Insurance cover a relief, but EPS may take a hit
THE Aban Offshore scrip crashed 19% on Friday after news broke out that its drillship, Aban Pearl, had sunk in Venezuelan waters.
The drillship, its most lucrative asset, was contracted till January 2015 and earned $358,000 per day. While the loss of this revenue flow can put a great pressure on Aban Offshore’s profitability and cashflows, there may be a possibility of the company resuming the contract with one of its idle assets. The 32-year old vessel was recently refurbished and was working on its maiden contract, post refurbishment.
The market is, however, assuming a worst-case scenario, where the company loses out on the contract and may take a big hit on its annual profits. The loss of profit from this single contract is estimated to shave off between Rs 49 and Rs 67 per share from the company’s EPS estimated for FY11, according to various analysts. Considering the average analyst consensus, which has pegged the company’s FY11 EPS around Rs 210, the fall could be as high as 30%.
Aban Offshore is likely to recover the full cost of the sunken vessel from insurance companies, which is estimated around $235 million — although the process may take a long time. This may enable the company to repay a part of its outstanding debt, which stood at $3.2 billion as on March 31, 2009.

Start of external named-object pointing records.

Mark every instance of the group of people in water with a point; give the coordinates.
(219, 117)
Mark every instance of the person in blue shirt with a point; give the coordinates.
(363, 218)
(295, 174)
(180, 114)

The company has two idle vessels — Aban Abraham and Deep Venture — that could resume the contract on which Pearl was working. Such an arrangement can enable the company to plug the hole in its earnings created by this accident. However, with no details forthcoming from the company, this possibility remains speculative.
The unfortunate incident is a major blow for Aban Offshore as it had recently undertaken a major debt restructuring exercise and increased cash flows through new contracts. The company had recently infused nearly Rs 700 crore of equity and recast its debt obligations to spread out over 10 years, prompting industry analysts to take a favourable view on it.
Despite the accident and a possible negative impact on the company, most of the leading brokerage houses are awaiting clarity from the management and have kept their recommendations under review.